This page details information about the USB suspend/resume bug:
When we start communicating on ep2 after resume (that is, after the host controller has been shutdown and reinitialized), we get the XtransactionError bit set in the status field of the corresponding qTD structure. Host fails to transmit any more packets on ep2 after this point. Note that communication to the device via ep0 is normal and the configuration phase of USB works normally, which seems to indicate that the datapath is OK. All transactions are EHCI.
The error is detected by the kernel via the status field for the current qTD token structure for the failed command, and it is (from the EHCI spec):
Page 54 of EHCI spec 1.0
Table 3-16. qTD Token (DWord 2) (cont.)
bit 7:0 Status Field Description
3 Transaction Error (XactErr). Set to a one by the Host Controller during status update in the case where the host did not receive a valid response from the device (Timeout, CRC, Bad PID, etc.). Refer to Section 188.8.131.52 for summary of the conditions that affect this bit. If the host controller sets this bit to a one, then it remains a one for the duration of the transfer.

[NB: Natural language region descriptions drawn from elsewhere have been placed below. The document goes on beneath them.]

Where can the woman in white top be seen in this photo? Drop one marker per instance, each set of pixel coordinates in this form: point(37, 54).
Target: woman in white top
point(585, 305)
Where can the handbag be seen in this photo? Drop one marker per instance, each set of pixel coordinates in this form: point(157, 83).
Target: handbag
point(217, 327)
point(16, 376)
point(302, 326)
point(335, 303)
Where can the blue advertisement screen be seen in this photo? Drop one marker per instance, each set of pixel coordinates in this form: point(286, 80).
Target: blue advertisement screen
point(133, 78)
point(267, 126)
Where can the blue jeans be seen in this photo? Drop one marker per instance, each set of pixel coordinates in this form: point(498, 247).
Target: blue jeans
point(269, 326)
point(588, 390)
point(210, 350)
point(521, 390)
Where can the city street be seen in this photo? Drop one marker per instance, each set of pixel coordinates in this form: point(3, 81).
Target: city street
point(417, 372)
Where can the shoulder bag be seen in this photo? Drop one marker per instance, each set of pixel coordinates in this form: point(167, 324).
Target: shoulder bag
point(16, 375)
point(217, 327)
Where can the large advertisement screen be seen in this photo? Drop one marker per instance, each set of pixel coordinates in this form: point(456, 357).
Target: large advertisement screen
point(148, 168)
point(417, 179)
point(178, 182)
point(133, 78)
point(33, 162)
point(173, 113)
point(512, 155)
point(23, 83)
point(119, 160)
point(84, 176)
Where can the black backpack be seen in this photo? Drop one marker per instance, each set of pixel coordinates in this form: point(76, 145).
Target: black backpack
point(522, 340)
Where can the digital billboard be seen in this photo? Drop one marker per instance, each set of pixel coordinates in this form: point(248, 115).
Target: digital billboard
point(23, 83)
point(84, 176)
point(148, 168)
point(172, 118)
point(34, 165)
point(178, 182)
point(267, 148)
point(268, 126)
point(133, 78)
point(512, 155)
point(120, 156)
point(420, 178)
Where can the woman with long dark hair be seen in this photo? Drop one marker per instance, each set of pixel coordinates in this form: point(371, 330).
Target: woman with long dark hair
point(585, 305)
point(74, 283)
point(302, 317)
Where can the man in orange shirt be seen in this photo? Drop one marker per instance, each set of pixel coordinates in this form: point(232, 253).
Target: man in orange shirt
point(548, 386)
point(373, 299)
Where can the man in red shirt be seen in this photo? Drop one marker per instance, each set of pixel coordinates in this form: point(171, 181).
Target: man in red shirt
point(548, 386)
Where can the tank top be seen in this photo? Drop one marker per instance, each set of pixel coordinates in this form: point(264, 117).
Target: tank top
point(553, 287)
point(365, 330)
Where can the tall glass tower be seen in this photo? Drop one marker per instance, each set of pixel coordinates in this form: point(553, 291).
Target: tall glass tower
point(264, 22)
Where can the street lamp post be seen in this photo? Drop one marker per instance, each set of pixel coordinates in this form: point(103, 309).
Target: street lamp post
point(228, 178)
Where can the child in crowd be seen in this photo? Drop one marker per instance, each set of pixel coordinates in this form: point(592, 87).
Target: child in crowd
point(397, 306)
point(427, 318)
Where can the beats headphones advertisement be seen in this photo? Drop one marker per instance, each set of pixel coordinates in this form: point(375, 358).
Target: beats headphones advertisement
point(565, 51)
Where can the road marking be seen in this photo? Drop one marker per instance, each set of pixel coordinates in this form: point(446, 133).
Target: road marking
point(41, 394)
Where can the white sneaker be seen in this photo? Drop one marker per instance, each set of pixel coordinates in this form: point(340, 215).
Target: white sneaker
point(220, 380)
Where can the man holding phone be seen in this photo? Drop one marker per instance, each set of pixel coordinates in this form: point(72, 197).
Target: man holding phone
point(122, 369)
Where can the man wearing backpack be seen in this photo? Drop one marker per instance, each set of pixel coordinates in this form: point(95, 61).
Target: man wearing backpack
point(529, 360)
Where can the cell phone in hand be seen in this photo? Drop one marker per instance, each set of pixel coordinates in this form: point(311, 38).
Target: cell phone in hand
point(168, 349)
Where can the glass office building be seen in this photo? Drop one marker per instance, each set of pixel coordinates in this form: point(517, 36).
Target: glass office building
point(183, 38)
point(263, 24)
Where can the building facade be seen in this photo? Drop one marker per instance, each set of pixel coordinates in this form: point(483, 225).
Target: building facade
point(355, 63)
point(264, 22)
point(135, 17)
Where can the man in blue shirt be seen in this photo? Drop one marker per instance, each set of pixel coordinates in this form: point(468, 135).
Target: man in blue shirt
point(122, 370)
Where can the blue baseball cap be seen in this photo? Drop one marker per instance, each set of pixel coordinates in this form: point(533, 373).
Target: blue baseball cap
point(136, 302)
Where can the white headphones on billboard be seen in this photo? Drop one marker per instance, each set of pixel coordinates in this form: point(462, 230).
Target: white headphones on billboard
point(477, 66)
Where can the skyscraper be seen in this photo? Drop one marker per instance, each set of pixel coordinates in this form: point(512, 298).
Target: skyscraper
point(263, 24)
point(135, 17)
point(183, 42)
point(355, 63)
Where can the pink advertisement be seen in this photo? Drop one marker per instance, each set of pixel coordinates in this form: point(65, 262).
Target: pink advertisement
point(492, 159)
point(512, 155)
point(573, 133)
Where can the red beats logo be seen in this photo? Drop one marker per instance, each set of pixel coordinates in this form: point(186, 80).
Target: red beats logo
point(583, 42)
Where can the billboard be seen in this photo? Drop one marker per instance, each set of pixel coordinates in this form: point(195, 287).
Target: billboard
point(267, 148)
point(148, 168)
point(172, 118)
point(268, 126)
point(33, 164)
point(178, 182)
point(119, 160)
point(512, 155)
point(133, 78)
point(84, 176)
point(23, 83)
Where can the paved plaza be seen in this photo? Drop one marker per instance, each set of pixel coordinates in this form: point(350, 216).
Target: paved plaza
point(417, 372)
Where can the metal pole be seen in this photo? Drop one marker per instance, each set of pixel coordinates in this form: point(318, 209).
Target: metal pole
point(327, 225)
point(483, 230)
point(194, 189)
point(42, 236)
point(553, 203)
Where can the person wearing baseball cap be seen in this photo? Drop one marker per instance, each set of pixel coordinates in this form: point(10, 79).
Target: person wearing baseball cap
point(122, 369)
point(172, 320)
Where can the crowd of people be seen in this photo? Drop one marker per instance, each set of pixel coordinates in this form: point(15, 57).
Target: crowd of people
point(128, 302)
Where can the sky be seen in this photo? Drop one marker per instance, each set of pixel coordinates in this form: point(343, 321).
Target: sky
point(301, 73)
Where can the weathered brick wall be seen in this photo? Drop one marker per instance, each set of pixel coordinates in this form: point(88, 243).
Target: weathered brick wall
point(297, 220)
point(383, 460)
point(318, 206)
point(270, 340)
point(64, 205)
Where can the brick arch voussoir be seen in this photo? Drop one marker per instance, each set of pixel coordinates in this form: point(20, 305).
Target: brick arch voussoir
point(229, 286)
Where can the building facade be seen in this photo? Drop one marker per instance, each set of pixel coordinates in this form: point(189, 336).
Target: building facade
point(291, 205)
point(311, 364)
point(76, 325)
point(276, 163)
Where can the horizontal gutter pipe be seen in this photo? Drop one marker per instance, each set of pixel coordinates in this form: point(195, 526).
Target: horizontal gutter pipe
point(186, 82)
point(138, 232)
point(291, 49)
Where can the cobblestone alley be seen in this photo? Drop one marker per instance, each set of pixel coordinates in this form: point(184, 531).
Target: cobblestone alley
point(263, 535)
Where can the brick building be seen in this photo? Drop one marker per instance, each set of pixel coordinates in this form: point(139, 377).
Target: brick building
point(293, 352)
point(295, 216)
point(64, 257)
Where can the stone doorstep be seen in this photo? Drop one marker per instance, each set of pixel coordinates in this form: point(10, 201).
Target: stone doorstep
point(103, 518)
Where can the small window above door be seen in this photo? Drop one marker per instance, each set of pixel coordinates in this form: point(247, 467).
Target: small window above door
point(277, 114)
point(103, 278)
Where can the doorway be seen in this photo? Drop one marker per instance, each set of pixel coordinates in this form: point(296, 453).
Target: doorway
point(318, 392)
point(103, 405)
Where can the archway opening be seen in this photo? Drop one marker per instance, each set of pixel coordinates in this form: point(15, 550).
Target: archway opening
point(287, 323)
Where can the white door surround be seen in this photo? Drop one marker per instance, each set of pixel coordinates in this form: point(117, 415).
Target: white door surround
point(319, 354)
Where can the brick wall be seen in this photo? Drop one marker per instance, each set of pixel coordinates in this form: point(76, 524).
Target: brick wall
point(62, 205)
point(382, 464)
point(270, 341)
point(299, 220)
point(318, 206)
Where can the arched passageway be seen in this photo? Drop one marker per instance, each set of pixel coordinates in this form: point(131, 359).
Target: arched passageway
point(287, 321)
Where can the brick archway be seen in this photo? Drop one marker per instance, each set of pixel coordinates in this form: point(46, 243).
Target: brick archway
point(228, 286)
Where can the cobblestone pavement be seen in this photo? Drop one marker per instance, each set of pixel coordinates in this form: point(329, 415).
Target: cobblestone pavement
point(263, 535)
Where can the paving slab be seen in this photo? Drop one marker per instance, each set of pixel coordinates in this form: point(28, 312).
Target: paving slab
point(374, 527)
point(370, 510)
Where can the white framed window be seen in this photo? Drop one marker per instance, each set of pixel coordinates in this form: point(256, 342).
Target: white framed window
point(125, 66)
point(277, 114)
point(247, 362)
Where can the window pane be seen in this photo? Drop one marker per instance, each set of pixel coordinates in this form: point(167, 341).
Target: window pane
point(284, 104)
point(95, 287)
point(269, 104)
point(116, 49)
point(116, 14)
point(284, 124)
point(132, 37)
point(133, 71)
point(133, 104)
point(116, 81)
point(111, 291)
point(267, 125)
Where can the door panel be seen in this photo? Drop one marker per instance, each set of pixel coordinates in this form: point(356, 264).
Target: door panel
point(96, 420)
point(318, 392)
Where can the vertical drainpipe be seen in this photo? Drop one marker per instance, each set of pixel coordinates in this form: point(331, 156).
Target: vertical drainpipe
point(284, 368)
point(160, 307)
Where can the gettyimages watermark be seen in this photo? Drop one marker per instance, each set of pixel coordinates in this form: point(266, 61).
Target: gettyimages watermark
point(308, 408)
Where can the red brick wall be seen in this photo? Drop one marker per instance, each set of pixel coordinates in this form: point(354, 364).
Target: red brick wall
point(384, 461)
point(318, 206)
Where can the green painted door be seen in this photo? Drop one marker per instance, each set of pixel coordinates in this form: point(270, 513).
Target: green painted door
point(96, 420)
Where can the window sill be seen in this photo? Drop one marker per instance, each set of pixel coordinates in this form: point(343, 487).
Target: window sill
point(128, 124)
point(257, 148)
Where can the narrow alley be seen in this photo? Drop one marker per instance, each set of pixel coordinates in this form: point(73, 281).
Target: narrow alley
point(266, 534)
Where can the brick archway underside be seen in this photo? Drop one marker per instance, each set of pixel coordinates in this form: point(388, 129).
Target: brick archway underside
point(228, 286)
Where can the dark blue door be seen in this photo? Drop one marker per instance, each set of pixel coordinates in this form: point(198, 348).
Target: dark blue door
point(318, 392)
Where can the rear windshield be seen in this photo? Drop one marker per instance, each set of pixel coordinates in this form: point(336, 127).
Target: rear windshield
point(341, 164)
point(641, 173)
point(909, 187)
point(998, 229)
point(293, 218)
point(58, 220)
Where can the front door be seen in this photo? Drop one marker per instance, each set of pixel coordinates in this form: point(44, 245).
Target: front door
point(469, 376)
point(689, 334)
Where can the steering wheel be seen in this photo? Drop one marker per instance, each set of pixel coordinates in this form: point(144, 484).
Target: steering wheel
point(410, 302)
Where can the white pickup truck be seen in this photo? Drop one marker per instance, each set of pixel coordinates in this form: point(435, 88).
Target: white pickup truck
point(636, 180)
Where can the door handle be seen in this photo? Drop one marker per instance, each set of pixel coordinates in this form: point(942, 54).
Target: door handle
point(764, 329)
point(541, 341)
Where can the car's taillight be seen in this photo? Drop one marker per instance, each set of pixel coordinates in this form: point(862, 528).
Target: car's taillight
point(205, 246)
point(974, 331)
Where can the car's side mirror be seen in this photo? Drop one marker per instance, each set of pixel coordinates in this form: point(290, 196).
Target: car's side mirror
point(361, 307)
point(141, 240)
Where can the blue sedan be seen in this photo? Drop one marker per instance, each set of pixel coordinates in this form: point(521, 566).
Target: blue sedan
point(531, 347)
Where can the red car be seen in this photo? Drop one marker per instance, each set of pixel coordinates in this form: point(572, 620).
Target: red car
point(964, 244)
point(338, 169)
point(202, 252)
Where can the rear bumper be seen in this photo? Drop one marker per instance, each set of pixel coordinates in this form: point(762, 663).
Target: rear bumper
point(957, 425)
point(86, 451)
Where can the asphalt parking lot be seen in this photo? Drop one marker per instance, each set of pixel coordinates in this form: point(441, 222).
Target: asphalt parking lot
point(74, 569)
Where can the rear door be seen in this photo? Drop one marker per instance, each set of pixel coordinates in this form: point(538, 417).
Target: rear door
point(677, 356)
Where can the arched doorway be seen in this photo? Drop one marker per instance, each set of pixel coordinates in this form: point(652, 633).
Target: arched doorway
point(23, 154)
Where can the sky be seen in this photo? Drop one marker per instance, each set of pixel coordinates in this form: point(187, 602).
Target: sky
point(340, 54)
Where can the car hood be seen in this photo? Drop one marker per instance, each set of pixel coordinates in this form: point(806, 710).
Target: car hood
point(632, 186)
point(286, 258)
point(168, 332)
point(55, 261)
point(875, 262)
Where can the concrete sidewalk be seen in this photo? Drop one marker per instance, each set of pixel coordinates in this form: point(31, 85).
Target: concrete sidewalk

You need two machines: one OLPC and another host.
- associate both to a wireless AP
- on the host do:ping -f xo-laptop
- on the XO laptop do: echo mem > /sys/power/state
Note that the ping has to start before the suspend attempt - if the flood starts after system has suspended (after olpc_do_sleep is printed on the console), the issue doesn't occur.
- OS: Build 544
- Firmware: build q2c22
- New traces:
Note: The old traces were incorrect. Please don't use them
The USB line appears clean on traces -> http://dev.laptop.org/~jcrouse/OLPC_Suspend_Resume_Cycle_Issue_01.zip
- Ellisys traces: http://dev.laptop.org/~rsmith/crash.zip (shows 5 successful suspend/resumes and 1 failure)
- The error condition happens on the way down, not on the way up (possibly proven by flood pings not causing the error condition after the machine has suspended)
- It would be good to know if we can have a more detailed look at what XtransactionError means on the EHCI controller in the Geode. Exactly what conditions (in a more detailed way that is described in the EHCI spec) can cause it? The spec says the XTransactionError means "CRC error" - but they don't see it on the analyzer.
- given a XTransactionError on the bus what is the proper way(s) of recovering from that as quickly as possible? We cannot afford to reset the wireless device and reload its firmware.
- When CERR is cleared in the kernel structure, we have infinite retries
- After a fake suspend (echo test > /sys/power/olpc-pm) communication with wireless is lost (unknown why?)